The girl walked off, pausing only later to remember that Miss Davidson’s family all lived in far distant Trowenna.

Louisa tuned back to the shelves and felt the welling of a tear in her “good eye”. Large Print books were indeed for grannies, that’s why the covers were in such bold secondary colours and the pages smelled of old saliva. In truth she’d only stopped to see if there was a large print edition of a novel she wanted as the regular print, paperback edition was already out on loan. It had not occurred to her until then that one day she would only be reading large print, and then… And then, well “and then” was still a long way off yet. Paul had just that morning teased her, as her friends often did, that the notoriously clumsy Louisa parked her car “by Braille”. It didn’t bear thinking about. In the mean time there was another appointment with the optician.


Paul looked up as Louisa entered the restaurant. Dusk had overtaken the daylight outside; ensconced in the brightness of the booth Paul hadn’t noticed the gathering darkness. Louisa gently placed her book on the table and waited for Paul to embrace her.
“How are you?”
“How do I look?”
“Ta.” Louisa sat and idly fingered the wineglass in front of her.
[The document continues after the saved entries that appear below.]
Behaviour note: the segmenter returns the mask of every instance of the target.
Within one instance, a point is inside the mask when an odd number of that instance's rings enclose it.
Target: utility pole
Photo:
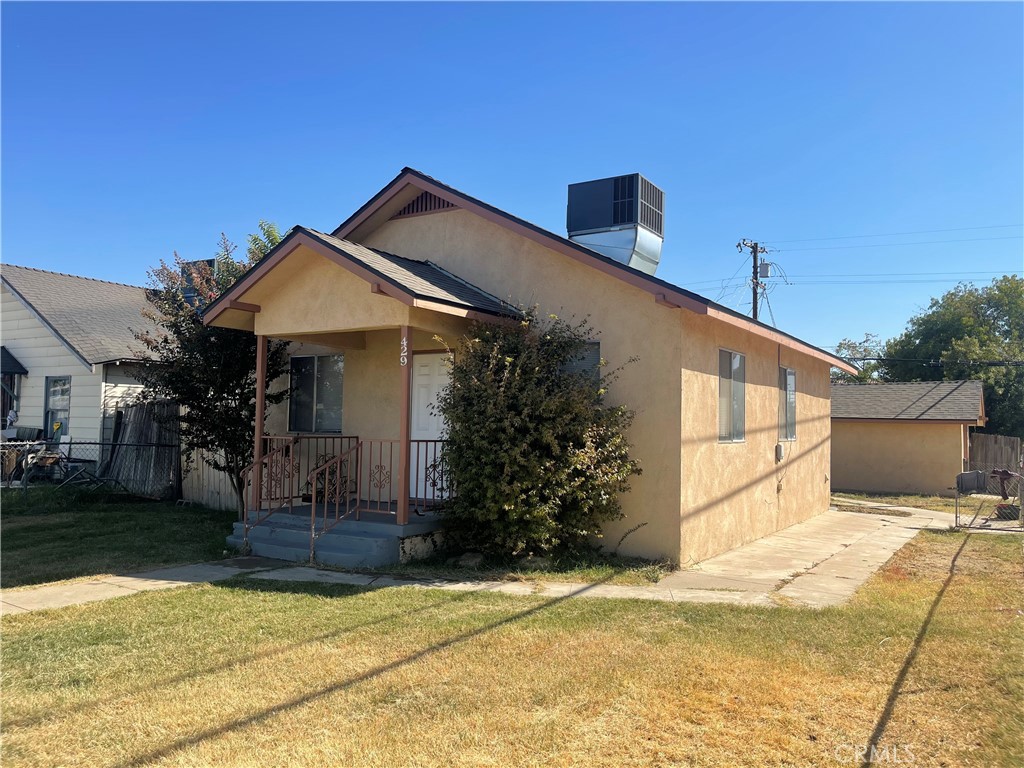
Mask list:
[[[750,304],[750,316],[757,320],[757,292],[763,286],[761,285],[760,277],[758,276],[758,256],[762,253],[768,253],[768,249],[758,243],[751,242],[746,238],[743,238],[736,243],[736,250],[743,253],[744,248],[750,249],[750,260],[753,262],[750,277],[750,293],[751,293],[751,304]]]

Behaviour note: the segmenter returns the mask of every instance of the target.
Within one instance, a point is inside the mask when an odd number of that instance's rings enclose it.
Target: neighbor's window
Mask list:
[[[43,432],[54,440],[70,434],[71,377],[46,377],[46,406],[43,414]],[[57,424],[60,424],[57,427]]]
[[[718,350],[718,439],[720,442],[743,440],[746,418],[743,383],[746,357],[728,349]]]
[[[288,431],[341,432],[344,355],[292,358]]]
[[[779,440],[796,440],[796,371],[779,368]]]

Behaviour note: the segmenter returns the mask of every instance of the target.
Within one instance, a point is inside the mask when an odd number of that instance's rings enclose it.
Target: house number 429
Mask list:
[[[402,337],[402,352],[398,356],[398,362],[404,368],[409,364],[409,337]]]

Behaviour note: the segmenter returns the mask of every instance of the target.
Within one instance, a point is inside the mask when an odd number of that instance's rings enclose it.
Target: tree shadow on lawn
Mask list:
[[[540,603],[539,605],[534,605],[534,606],[532,606],[530,608],[527,608],[525,610],[522,610],[522,611],[519,611],[517,613],[514,613],[511,616],[506,616],[505,618],[497,619],[495,621],[491,621],[491,622],[489,622],[487,624],[484,624],[481,627],[476,627],[474,629],[470,629],[470,630],[466,630],[466,631],[463,631],[463,632],[459,632],[459,633],[457,633],[455,635],[452,635],[451,637],[449,637],[449,638],[447,638],[445,640],[436,642],[436,643],[434,643],[432,645],[429,645],[429,646],[427,646],[425,648],[421,648],[420,650],[413,651],[412,653],[409,653],[408,655],[403,656],[402,658],[396,659],[395,661],[389,662],[387,664],[381,664],[381,665],[379,665],[377,667],[374,667],[373,669],[369,669],[369,670],[367,670],[365,672],[361,672],[361,673],[359,673],[357,675],[352,675],[351,677],[347,677],[347,678],[345,678],[343,680],[337,680],[337,681],[335,681],[333,683],[330,683],[330,684],[325,685],[325,686],[323,686],[321,688],[318,688],[316,690],[313,690],[313,691],[310,691],[308,693],[305,693],[305,694],[303,694],[301,696],[293,697],[293,698],[288,699],[286,701],[282,701],[282,702],[280,702],[278,704],[274,704],[272,706],[265,707],[265,708],[263,708],[263,709],[261,709],[261,710],[259,710],[257,712],[254,712],[251,715],[247,715],[245,717],[239,717],[239,718],[236,718],[234,720],[230,720],[230,721],[228,721],[226,723],[223,723],[221,725],[215,726],[213,728],[208,728],[206,730],[200,731],[199,733],[196,733],[194,735],[177,739],[177,740],[172,741],[172,742],[170,742],[170,743],[168,743],[168,744],[166,744],[166,745],[164,745],[162,747],[158,747],[158,748],[150,750],[149,752],[146,752],[146,753],[144,753],[142,755],[138,755],[138,756],[136,756],[135,758],[133,758],[131,760],[128,760],[128,761],[122,762],[122,763],[118,763],[117,764],[117,768],[128,768],[128,766],[140,766],[140,765],[145,765],[147,763],[151,763],[151,762],[154,762],[154,761],[157,761],[157,760],[161,760],[161,759],[163,759],[163,758],[165,758],[165,757],[167,757],[167,756],[169,756],[169,755],[171,755],[171,754],[173,754],[173,753],[175,753],[175,752],[177,752],[179,750],[186,749],[188,747],[196,746],[196,745],[201,744],[201,743],[203,743],[205,741],[208,741],[210,739],[214,739],[214,738],[216,738],[218,736],[222,736],[222,735],[230,733],[232,731],[235,731],[235,730],[238,730],[238,729],[241,729],[241,728],[245,728],[247,726],[254,725],[256,723],[263,722],[263,721],[268,720],[268,719],[270,719],[270,718],[272,718],[272,717],[274,717],[276,715],[280,715],[282,713],[285,713],[285,712],[297,709],[298,707],[301,707],[301,706],[303,706],[305,704],[308,704],[310,702],[318,701],[318,700],[323,699],[323,698],[325,698],[327,696],[330,696],[330,695],[332,695],[334,693],[338,693],[338,692],[341,692],[341,691],[348,690],[349,688],[352,688],[352,687],[354,687],[356,685],[359,685],[360,683],[368,682],[368,681],[373,680],[375,678],[378,678],[378,677],[381,677],[383,675],[386,675],[389,672],[393,672],[393,671],[401,669],[403,667],[407,667],[409,665],[415,664],[416,662],[421,661],[421,660],[423,660],[423,659],[425,659],[425,658],[427,658],[429,656],[432,656],[434,654],[440,653],[441,651],[447,650],[447,649],[452,648],[454,646],[462,645],[462,644],[464,644],[464,643],[466,643],[466,642],[468,642],[470,640],[473,640],[474,638],[480,637],[480,636],[485,635],[485,634],[487,634],[489,632],[493,632],[494,630],[500,629],[501,627],[508,626],[508,625],[514,624],[514,623],[519,622],[519,621],[523,621],[523,620],[528,619],[531,616],[534,616],[534,615],[536,615],[536,614],[538,614],[538,613],[540,613],[542,611],[546,611],[546,610],[548,610],[550,608],[554,608],[555,606],[560,605],[561,603],[564,603],[565,601],[567,601],[567,600],[569,600],[569,599],[571,599],[573,597],[585,594],[586,592],[588,592],[589,590],[593,589],[594,587],[607,582],[610,578],[611,577],[602,579],[601,581],[595,582],[594,584],[587,584],[587,585],[582,586],[579,589],[574,590],[574,591],[572,591],[572,592],[570,592],[568,594],[560,595],[558,597],[554,597],[554,598],[550,598],[550,599],[544,600],[544,602]],[[265,592],[265,591],[271,591],[271,592],[297,592],[297,593],[300,593],[300,594],[307,594],[307,595],[325,595],[325,596],[339,596],[339,597],[340,596],[353,596],[353,595],[363,594],[363,593],[366,593],[366,592],[372,592],[375,589],[372,585],[365,586],[365,587],[362,587],[362,586],[360,586],[360,587],[347,587],[347,586],[341,586],[341,585],[338,585],[338,586],[335,586],[335,585],[327,586],[327,585],[322,585],[322,584],[309,584],[309,583],[306,583],[306,584],[296,584],[295,582],[264,582],[264,583],[261,584],[261,583],[257,583],[259,581],[260,580],[258,580],[258,579],[248,579],[248,578],[245,578],[245,577],[240,577],[239,580],[237,580],[237,581],[236,580],[231,580],[231,581],[227,581],[227,582],[221,582],[217,586],[230,586],[231,588],[234,588],[234,589],[251,589],[253,591],[262,591],[262,592]],[[386,588],[387,587],[378,587],[377,589],[386,589]],[[466,599],[468,599],[469,597],[471,597],[472,595],[474,595],[476,593],[477,593],[476,591],[461,592],[461,593],[459,593],[455,597],[452,597],[452,598],[447,599],[447,600],[443,600],[443,601],[438,602],[438,603],[433,603],[433,604],[431,604],[429,606],[424,606],[423,608],[420,608],[420,609],[415,609],[415,610],[412,610],[412,611],[402,611],[400,613],[390,614],[388,616],[380,617],[380,618],[377,618],[377,619],[373,619],[373,620],[371,620],[369,622],[364,622],[364,623],[356,625],[356,626],[345,627],[345,628],[339,629],[339,630],[334,631],[334,632],[329,632],[329,633],[326,633],[326,634],[324,634],[322,636],[316,636],[316,637],[308,638],[308,639],[302,640],[302,641],[300,641],[298,643],[293,643],[292,645],[286,646],[284,648],[277,648],[277,649],[269,650],[269,651],[263,652],[263,653],[258,654],[258,655],[257,654],[249,654],[249,655],[245,656],[244,658],[239,658],[239,659],[235,659],[235,660],[232,660],[232,661],[223,662],[221,664],[212,666],[212,667],[210,667],[208,669],[205,669],[205,670],[201,670],[201,671],[197,671],[197,672],[190,672],[190,673],[186,673],[186,674],[183,674],[183,675],[178,675],[178,676],[176,676],[174,678],[169,678],[168,680],[162,681],[161,683],[159,683],[157,685],[145,686],[145,688],[146,689],[153,689],[153,688],[168,686],[168,685],[174,684],[175,682],[182,682],[182,681],[190,680],[190,679],[193,679],[193,678],[196,678],[196,677],[200,677],[200,676],[203,676],[203,675],[213,674],[215,672],[223,671],[223,670],[226,670],[226,669],[231,669],[233,667],[242,665],[244,663],[248,663],[249,661],[252,661],[252,660],[254,660],[256,658],[271,658],[271,657],[273,657],[275,655],[278,655],[278,654],[281,654],[281,653],[286,653],[289,650],[300,648],[300,647],[302,647],[304,645],[308,645],[308,644],[315,643],[315,642],[320,642],[322,640],[330,639],[330,638],[333,638],[333,637],[339,637],[339,636],[342,636],[342,635],[354,632],[355,630],[361,629],[361,628],[364,628],[364,627],[374,626],[374,625],[386,623],[388,621],[394,620],[397,617],[407,617],[407,616],[410,616],[410,615],[413,615],[413,614],[416,614],[416,613],[424,613],[424,612],[427,612],[427,611],[430,611],[430,610],[434,610],[434,609],[437,609],[437,608],[444,608],[444,607],[450,606],[450,605],[452,605],[454,603],[458,603],[458,602],[461,602],[463,600],[466,600]],[[128,698],[131,695],[132,694],[118,695],[117,697],[114,697],[113,700],[121,700],[121,699],[124,699],[124,698]],[[90,702],[88,704],[76,705],[75,709],[81,709],[81,708],[84,708],[84,707],[95,707],[98,703],[100,703],[100,702]],[[67,712],[67,711],[68,710],[65,710],[65,712]],[[46,716],[46,718],[48,718],[48,717],[49,717],[49,715]]]
[[[251,574],[243,574],[235,576],[231,579],[224,581],[213,582],[208,586],[215,589],[231,589],[235,591],[248,591],[248,592],[271,592],[271,593],[282,593],[289,592],[292,594],[309,595],[314,597],[329,597],[329,598],[353,598],[359,597],[360,595],[378,591],[385,587],[374,587],[374,586],[361,586],[361,585],[347,585],[347,584],[319,584],[312,582],[284,582],[284,581],[269,581],[263,579],[252,579]],[[298,650],[305,646],[314,645],[316,643],[324,642],[325,640],[334,640],[345,635],[352,634],[362,629],[369,627],[379,626],[381,624],[387,624],[388,622],[395,621],[396,619],[403,619],[409,616],[417,614],[427,613],[436,609],[450,607],[455,603],[459,603],[463,600],[468,599],[473,593],[462,592],[456,594],[453,597],[449,597],[445,600],[425,605],[419,608],[413,608],[410,610],[402,610],[388,613],[383,616],[378,616],[367,621],[359,621],[355,624],[348,626],[338,627],[337,629],[329,632],[321,632],[316,635],[298,640],[286,645],[277,646],[274,648],[268,648],[262,651],[253,651],[246,653],[242,656],[238,656],[232,659],[227,659],[216,664],[204,667],[203,669],[196,669],[189,672],[182,672],[177,675],[166,677],[162,680],[147,683],[145,685],[136,686],[127,691],[117,693],[112,696],[105,696],[102,698],[90,699],[89,701],[79,702],[77,704],[59,708],[51,709],[46,712],[39,713],[37,715],[31,715],[28,717],[22,717],[17,719],[11,719],[5,721],[6,727],[11,726],[33,726],[48,720],[65,717],[68,715],[75,714],[87,709],[94,709],[96,707],[102,707],[110,704],[114,704],[119,701],[125,701],[137,696],[140,693],[147,693],[156,691],[161,688],[169,688],[180,683],[185,683],[190,680],[196,680],[199,678],[207,677],[209,675],[215,675],[220,672],[226,672],[237,667],[250,664],[254,661],[263,661],[266,659],[272,659],[276,656],[282,656],[292,651]]]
She sighed and smiled. “At least I can still touch and taste…restaurants are so wonderful. Ooh and hear, what lovely music this is.”
“And smell,” added Paul. “You smell too.”
“True story.” Louisa flashed her wicked grin.

The dark had completely overcome the day when they left to walk home, Paul via Louisa’s. The light of the half moon above them lit the path, but it was a familiar walk which either could have made with their eyes shut. Louisa tried to do so and promptly walked herself into a rubbish bin.
“Ouch! What’s the point of walking with you if you let me bash my legs on bins?”
“What’s the point of walking at all if you’re gonna close your eyes and hope for the best? Do not rely on what you think you know but in all your ways acknowledge Him and He will direct your paths.
“I acknowledge he let me walk into a bin.”
“I wasn’t talking about me; now, take my hand.”


The brilliance of seven spotlights lit the room as Louisa idly flicked the switch and kicked off her boots in the one coordinated movement. The room was warm and Louisa realised that she had left the heater on again. She paused to smile at herself in the mirror; eyes red where they should be white she did look “stoned” as Paul had said. Louisa dropped her shoulders and exhaled the stress: deliberately relaxing herself she consciously thought “smile” and allowed her face to follow the thought. She looked into the mirror again and saw that she did indeed look beautiful, relaxed and happy. The red in her eyes was uniform in distribution, the original incursion into her iris had gone and she was responding well to treatment. The optician’s prognosis has not been the best, but it had been better than the original: she was not going blind but she was losing the ability to see in colour. “Quite simply”, she had been told, “your eyesight will diminish to black and white.” Louisa looked across at the painting on her wall, W.C. Piguenit’s Mount King William from Lake George, Tasmania. Black and white, yet almost photographic in its quality, Louisa allowed her gaze to pass through it: it would be okay after all. Dull: but then all life is dull. It would be up to her to fill the colour in, and Paul would provide a start.